One thing you learn very quickly after even just a decent amount of football media exposure is that there is very little room for middle ground. A player is either great or terrible, a manager either brilliant or worthless, a team either the best or the worst. One week they'll be winning the league, the next they will be a disgrace to the shirt. We look to assign fault for decisions to single individuals in an organization with multiple hierarchical levels of decision-making and several checks and balances on those (the owner himself notwithstanding). We look to blame single players for conceded goals in a sport that's in tremendously large part about controlling space before, behind, and between teammates. The glory goes to the goalscorer when a goal created purely out of individual enterprise is fairly rare. And so on and so forth.

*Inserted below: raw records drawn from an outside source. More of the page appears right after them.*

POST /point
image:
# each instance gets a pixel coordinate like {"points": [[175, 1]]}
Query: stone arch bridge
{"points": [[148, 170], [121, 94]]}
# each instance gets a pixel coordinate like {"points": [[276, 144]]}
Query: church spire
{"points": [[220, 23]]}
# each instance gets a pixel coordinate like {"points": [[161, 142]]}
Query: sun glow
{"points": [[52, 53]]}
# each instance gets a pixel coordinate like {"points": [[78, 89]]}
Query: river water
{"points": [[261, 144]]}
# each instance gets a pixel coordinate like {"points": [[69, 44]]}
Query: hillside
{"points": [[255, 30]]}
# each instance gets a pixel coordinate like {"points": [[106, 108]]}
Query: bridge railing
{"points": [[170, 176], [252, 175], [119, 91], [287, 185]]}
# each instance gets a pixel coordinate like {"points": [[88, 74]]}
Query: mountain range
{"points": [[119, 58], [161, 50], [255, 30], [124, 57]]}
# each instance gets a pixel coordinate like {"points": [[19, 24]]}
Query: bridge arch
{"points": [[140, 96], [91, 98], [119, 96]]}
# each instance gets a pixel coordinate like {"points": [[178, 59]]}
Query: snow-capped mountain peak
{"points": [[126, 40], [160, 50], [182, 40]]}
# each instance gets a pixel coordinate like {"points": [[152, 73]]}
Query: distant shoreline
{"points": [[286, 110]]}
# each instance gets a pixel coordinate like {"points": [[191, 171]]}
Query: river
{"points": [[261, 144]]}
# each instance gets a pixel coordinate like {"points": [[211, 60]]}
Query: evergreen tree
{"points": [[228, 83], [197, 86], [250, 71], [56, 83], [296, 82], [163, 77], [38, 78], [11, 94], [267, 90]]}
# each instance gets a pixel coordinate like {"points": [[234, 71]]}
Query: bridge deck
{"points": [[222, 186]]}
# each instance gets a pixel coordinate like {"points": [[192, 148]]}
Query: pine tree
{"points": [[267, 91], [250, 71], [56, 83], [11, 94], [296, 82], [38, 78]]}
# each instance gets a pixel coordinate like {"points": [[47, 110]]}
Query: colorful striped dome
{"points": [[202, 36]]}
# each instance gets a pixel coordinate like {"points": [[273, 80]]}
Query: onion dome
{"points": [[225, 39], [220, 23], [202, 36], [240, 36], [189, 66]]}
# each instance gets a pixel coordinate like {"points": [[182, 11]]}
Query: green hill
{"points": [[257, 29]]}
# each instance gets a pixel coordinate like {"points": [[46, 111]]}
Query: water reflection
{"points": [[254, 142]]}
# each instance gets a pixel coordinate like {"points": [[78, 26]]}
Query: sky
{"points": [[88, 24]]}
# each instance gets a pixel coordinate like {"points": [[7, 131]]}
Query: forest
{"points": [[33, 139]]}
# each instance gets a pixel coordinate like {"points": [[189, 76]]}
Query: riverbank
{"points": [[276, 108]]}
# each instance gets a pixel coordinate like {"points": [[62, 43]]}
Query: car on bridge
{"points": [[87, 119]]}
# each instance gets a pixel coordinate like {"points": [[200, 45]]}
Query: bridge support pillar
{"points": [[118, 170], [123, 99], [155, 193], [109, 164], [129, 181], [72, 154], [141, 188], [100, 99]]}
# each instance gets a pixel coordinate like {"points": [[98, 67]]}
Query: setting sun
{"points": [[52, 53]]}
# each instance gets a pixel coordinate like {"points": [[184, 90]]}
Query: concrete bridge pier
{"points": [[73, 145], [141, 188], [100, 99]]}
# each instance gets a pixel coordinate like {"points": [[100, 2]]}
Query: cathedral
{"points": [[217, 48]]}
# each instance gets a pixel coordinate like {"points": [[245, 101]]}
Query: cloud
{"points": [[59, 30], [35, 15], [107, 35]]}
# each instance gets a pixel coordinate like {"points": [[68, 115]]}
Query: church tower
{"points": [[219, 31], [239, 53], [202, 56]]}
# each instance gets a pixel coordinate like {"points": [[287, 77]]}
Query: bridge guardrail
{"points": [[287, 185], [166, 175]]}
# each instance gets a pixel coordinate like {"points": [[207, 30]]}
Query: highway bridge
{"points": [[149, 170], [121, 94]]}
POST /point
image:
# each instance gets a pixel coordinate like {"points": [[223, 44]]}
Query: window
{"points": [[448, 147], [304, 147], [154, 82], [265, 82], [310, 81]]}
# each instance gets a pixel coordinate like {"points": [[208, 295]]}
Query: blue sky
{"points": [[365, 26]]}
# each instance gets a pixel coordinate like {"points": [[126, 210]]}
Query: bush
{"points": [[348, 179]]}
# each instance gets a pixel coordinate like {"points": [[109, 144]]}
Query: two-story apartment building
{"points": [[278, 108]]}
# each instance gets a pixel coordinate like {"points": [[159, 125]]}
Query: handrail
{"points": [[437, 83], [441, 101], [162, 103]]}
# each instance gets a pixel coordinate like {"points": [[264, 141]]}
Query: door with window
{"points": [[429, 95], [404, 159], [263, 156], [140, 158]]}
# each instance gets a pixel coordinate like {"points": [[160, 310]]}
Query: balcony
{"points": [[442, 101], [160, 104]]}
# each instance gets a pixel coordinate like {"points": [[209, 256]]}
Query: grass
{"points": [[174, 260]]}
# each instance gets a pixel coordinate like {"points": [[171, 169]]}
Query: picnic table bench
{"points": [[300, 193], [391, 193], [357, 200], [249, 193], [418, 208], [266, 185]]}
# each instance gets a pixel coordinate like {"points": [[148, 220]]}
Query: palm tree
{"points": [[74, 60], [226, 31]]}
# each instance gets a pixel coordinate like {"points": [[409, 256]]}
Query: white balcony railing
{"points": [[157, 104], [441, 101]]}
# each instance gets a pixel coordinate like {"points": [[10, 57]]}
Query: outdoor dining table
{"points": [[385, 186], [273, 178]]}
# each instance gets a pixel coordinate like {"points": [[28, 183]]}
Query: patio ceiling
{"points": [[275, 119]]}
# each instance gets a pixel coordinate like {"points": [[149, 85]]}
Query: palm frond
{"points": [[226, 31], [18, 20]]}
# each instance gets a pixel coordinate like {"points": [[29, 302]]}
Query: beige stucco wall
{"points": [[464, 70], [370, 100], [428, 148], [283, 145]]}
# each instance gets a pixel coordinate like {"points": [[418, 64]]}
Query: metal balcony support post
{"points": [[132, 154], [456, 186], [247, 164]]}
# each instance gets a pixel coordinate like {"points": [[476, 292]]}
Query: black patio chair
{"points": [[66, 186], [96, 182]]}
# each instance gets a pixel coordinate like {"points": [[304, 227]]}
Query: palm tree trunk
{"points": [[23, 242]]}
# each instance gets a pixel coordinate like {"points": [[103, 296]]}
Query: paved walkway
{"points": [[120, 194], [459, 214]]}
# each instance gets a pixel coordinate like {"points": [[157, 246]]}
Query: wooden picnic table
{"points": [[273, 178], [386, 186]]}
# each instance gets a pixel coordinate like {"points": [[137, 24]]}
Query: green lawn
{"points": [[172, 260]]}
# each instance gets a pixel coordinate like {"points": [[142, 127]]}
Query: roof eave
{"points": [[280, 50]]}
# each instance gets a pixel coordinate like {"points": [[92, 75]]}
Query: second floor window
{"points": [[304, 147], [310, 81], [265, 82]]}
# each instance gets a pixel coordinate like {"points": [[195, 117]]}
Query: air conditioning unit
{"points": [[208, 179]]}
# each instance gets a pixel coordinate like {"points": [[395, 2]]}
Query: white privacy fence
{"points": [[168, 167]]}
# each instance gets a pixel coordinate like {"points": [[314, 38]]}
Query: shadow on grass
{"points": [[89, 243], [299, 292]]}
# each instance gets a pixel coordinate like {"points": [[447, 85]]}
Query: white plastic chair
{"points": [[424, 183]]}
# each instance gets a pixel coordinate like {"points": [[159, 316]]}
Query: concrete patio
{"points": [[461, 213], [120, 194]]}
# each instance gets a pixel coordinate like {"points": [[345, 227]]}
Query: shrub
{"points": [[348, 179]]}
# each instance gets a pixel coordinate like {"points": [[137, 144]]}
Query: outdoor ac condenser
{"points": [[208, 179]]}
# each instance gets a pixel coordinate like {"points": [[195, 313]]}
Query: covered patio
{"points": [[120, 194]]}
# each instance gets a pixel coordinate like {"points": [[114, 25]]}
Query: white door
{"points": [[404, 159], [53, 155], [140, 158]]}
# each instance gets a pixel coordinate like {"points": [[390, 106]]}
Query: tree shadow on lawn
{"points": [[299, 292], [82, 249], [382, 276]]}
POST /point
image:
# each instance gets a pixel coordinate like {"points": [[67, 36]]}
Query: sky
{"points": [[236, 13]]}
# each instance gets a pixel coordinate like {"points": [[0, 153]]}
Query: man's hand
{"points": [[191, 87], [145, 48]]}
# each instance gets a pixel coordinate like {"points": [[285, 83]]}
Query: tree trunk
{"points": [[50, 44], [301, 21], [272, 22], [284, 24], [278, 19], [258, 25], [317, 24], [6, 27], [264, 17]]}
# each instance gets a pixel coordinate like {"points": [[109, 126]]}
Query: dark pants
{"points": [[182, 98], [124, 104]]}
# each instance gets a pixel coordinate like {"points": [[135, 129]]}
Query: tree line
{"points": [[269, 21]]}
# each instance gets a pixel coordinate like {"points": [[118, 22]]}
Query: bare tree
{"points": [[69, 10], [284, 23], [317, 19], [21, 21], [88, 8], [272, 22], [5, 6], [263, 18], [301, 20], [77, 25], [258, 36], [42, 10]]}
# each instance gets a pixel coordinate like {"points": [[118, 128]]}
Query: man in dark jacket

When it comes to the issue of Kevin De Bruyne's Chelsea career — if we can call six months and nine appearances in a blue shirt a "career" — and why it didn't quite work out for him, it's either his fault or Mourinho's fault, it was either good business (profit!) or the worst of all the worst decisions (well would you look at him now!). The truth, the real truth, of course lies in the middle. But the real truth is boring. The real truth contains no Emenalo snakes or Hazard rats, for example. The real truth has shades of grey and with shades of grey we cannot assign blame just to one party. Shades of grey takes effort and nuance and attention, and there's simply no time or the audience for that (instead, transfer rumors!).
In fact, I really thought we were done with all this long ago — Kevin's interviews when he joined Manchester City, combined with Mourinho's words over the years gave us the whole picture already I thought — but with Chelsea a non-factor in the run-in, we've got to talk about something on the occasion of the New Evil Money Derby under the Saturday Night Lights. I'm not going to link anything specific; all major and minor outlets at least touched on this in some capacity.
De Bruyne's latest words themselves have been spun several different ways, but it basically boils down to this: Mourinho's particular approach to De Bruyne (and, in a similar fashion, to Lukaku) was wrong. Whether the blame for that belongs to the coach for not tailoring (or even wanting to tailor for whatever reason) his methods to the player's needs or to the player for failing to cope with them is entirely up to you. The truth, as ever, lies somewhere in the middle.
All of the following are (probably) true: De Bruyne wanted to play more and be important. Mourinho was unfair and did not play him enough. De Bruyne was unmotivated. Mourinho was a harsh motivator and wanted competition for places. De Bruyne didn't train to the manager's liking. Mourinho's demands didn't mesh with De Bruyne's best assets. The relationship between player and manager broke down. De Bruyne wanted out. Mourinho tried to get him to stay. De Bruyne was having none of that. All final transfer decisions were approved by the Board. The End.
"Chelsea wanted to loan me out, even wanted me to stay, but I had enough of it. I wanted to leave."
-Kevin De Bruyne; source: Telegraph
It's been two years since Chelsea sold Kevin De Bruyne to Wolfsburg, mostly due to the incompatibility between the future £50m-man and the greatest manager this club has ever known. We can regret the chain of events that led to that sale all we want, we can blame whoever we'd like — none of that matters. What matters is that De Bruyne is with City, while Chelsea won a title and then promptly threw it all away. And that the two teams will meet for the final time this season today. And that De Bruyne will probably score and have a great game because a) he's a great player and full of confidence at the moment and because b) of course he will.